UK-based Stability AI is actively involved in building AI applications and offers a range of foundation models, including:
Text-to-image model
Stable Diffusion (SDXL 1.0): The open-source text-to-image model incorporates a dual network architecture with a 3.5-billion parameter base model and a 6.6-billion parameter refiner. The model was trained on image-caption pairs from the LAION-5B dataset derived from Common Crawl data. It excels in high-quality image generation, spatial object positioning, and complex concept recognition.

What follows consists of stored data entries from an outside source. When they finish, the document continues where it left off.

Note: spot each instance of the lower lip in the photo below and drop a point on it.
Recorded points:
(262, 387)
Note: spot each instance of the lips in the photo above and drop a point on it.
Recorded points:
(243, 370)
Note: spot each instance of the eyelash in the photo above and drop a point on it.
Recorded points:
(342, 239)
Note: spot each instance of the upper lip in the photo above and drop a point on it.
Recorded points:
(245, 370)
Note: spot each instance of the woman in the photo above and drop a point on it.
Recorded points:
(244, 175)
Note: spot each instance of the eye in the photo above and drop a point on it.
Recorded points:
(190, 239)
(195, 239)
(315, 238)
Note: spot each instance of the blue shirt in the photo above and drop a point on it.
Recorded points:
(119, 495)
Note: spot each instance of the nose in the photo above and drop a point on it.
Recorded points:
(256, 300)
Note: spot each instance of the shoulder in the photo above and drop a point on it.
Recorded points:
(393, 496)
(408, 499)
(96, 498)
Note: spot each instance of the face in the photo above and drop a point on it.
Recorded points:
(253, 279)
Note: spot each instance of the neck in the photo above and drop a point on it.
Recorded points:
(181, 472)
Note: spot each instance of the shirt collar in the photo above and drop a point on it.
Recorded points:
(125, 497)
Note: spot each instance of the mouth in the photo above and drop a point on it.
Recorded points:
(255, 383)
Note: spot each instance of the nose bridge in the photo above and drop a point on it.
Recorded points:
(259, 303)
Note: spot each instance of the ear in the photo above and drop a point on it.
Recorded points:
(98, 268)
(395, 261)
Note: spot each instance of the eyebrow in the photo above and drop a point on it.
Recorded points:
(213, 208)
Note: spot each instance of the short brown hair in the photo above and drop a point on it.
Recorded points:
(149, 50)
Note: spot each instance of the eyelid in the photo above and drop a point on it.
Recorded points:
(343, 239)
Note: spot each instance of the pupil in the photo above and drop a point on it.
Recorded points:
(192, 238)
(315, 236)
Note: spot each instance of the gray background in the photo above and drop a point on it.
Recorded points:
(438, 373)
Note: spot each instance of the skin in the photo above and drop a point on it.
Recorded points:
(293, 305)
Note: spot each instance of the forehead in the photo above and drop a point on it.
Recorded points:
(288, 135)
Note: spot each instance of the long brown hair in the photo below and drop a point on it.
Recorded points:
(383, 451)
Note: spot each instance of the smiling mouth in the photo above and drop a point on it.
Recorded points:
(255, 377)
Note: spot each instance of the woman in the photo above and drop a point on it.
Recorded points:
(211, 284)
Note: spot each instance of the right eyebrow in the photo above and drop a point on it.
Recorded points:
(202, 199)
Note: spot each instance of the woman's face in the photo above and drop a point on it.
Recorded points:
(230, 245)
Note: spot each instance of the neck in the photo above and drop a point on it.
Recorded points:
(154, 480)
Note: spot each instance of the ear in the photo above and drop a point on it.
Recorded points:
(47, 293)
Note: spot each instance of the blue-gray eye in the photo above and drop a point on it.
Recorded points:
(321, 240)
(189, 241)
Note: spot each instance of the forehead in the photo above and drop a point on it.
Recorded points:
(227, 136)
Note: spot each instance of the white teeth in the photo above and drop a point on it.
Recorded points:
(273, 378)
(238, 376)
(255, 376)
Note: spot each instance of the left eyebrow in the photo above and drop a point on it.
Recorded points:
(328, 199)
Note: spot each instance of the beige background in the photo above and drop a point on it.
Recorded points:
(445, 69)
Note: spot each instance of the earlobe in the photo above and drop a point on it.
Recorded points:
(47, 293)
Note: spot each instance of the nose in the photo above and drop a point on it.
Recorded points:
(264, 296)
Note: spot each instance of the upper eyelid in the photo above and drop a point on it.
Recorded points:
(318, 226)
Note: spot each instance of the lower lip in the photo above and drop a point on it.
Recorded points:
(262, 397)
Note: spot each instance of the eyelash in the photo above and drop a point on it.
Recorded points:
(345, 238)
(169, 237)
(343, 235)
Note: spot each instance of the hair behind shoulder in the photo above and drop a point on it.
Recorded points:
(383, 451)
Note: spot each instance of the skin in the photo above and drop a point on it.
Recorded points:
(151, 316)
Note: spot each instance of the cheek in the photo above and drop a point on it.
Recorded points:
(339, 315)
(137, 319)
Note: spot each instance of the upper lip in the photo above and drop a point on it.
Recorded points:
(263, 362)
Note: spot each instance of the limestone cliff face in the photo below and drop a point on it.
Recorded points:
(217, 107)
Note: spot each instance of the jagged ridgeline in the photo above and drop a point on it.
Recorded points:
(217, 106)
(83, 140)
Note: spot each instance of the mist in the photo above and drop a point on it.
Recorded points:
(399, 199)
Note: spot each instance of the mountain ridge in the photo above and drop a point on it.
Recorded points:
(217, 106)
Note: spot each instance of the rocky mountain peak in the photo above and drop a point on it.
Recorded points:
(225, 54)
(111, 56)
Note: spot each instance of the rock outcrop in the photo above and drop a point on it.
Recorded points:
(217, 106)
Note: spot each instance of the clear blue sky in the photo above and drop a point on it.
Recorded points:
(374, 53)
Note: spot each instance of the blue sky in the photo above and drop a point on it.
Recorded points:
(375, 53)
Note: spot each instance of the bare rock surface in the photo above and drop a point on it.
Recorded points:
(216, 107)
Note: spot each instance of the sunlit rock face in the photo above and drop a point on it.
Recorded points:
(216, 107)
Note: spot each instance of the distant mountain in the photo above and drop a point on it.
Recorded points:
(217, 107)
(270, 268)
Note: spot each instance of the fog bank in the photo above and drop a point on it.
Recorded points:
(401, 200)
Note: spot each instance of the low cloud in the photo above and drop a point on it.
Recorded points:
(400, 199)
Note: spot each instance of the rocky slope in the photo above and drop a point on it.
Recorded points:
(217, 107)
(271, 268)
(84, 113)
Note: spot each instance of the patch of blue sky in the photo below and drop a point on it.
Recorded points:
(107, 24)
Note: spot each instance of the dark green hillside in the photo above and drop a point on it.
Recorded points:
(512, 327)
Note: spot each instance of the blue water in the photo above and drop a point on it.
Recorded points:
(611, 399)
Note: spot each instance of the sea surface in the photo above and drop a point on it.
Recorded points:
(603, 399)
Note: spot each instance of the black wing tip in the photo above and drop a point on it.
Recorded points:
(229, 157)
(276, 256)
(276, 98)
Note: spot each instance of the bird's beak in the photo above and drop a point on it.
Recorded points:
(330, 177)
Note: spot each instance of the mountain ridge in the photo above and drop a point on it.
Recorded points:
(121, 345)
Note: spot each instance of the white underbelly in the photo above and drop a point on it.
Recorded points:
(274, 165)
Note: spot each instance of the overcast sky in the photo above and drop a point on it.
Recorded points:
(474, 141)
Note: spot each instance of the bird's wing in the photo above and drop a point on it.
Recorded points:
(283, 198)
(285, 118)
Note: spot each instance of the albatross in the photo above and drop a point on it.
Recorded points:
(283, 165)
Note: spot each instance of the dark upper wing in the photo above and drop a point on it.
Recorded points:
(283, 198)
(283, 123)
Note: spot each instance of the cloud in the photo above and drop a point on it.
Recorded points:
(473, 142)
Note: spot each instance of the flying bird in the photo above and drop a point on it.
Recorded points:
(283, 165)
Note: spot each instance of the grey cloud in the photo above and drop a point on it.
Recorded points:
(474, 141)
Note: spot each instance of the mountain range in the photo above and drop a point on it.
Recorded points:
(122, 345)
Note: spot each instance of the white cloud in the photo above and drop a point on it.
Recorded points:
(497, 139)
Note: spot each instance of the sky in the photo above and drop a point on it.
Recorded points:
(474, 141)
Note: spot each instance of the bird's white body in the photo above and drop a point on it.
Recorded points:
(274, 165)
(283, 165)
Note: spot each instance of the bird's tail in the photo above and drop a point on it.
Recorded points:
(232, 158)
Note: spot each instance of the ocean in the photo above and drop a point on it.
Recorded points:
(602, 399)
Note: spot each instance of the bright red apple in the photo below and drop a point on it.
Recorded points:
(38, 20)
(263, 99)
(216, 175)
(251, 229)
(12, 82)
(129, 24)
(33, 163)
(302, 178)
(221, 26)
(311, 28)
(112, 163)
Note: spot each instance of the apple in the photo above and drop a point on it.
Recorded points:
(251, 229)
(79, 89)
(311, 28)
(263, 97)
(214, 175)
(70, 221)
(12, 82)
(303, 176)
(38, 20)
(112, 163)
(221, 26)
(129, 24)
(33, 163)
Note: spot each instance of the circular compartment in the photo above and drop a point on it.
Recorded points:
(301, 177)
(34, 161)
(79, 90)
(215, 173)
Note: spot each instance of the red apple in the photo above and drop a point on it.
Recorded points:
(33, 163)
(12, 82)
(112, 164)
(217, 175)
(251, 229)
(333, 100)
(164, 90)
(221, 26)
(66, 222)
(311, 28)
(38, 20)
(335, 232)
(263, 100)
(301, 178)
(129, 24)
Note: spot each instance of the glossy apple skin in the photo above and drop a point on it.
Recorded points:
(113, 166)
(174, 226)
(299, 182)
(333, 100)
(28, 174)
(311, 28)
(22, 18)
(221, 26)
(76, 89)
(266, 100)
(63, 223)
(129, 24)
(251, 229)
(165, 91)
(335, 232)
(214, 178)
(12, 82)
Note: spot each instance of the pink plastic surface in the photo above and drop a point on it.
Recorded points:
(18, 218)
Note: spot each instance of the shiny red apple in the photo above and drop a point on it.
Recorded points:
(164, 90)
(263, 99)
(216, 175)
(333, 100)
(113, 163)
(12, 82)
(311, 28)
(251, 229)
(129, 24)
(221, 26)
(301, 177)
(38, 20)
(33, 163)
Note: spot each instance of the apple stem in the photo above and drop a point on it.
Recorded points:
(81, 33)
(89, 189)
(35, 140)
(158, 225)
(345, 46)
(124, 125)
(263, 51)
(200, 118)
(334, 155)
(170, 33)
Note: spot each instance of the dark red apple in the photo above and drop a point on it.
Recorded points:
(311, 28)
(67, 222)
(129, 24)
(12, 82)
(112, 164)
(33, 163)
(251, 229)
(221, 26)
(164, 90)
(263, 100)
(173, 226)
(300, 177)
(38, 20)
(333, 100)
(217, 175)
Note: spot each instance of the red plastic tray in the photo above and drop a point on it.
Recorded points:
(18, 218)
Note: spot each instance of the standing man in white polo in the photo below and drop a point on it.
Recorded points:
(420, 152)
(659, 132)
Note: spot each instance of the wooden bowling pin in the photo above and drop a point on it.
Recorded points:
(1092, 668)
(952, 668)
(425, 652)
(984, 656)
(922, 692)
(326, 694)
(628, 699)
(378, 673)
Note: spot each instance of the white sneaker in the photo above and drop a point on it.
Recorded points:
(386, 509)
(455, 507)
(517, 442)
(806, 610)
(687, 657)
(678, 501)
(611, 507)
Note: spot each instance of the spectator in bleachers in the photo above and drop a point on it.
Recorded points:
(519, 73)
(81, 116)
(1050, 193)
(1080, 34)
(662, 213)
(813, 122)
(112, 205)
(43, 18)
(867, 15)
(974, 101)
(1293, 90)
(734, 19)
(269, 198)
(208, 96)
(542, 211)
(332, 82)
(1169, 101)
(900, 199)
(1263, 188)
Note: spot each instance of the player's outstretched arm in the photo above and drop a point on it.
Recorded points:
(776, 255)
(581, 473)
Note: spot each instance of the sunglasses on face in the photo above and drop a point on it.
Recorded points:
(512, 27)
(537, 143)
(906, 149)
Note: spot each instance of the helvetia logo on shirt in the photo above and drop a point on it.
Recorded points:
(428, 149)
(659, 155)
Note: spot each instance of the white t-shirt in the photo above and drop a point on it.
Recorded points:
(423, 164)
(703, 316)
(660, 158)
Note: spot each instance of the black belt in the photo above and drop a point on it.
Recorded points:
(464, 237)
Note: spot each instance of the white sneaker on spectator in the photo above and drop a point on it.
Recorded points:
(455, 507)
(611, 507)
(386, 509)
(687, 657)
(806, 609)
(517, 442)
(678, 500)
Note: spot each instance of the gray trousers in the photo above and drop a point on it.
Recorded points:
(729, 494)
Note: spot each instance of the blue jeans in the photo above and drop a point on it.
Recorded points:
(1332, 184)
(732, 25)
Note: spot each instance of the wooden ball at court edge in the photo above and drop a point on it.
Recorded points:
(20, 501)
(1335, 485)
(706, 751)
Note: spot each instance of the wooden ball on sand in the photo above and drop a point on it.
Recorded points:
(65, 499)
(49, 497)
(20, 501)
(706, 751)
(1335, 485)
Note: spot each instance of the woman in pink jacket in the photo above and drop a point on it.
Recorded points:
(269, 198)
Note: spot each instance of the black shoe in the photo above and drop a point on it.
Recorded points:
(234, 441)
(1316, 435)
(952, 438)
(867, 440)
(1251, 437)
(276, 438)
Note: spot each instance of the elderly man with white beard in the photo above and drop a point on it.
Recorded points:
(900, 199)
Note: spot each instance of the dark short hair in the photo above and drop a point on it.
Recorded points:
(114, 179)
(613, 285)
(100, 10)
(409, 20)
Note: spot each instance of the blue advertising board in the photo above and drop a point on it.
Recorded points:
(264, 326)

The model can be fine-tuned for specific tasks using techniques such as embeddings, hypernetworks, and tools like DreamBooth, a deep-learning generation model.
Stable Diffusion 3 Medium: a text-to-image open-source AI models with 2 billion parameters utilizing a Diffusion Transformer Architecture and can be fine-tuned using small datasets.
Stable Fast 3D: Text-to-image model generates 3D images from a single 2D image.
In November 2023, the company launched two new products Sky Replacer and Stable 3D. Sky Replacer lets users manipulate the aesthetic of the sky in their photos from a choice of nine alternatives, enhancing the overall image appeal and Stable 3D aims to simplify the process of creating textured 3D objects, from images or text prompts, into a quick, automatic activity.
Text-to-text models
Stable Beluga 1: The instruction-following language model is based on LLaMA 65 billion and has reasoning capabilities.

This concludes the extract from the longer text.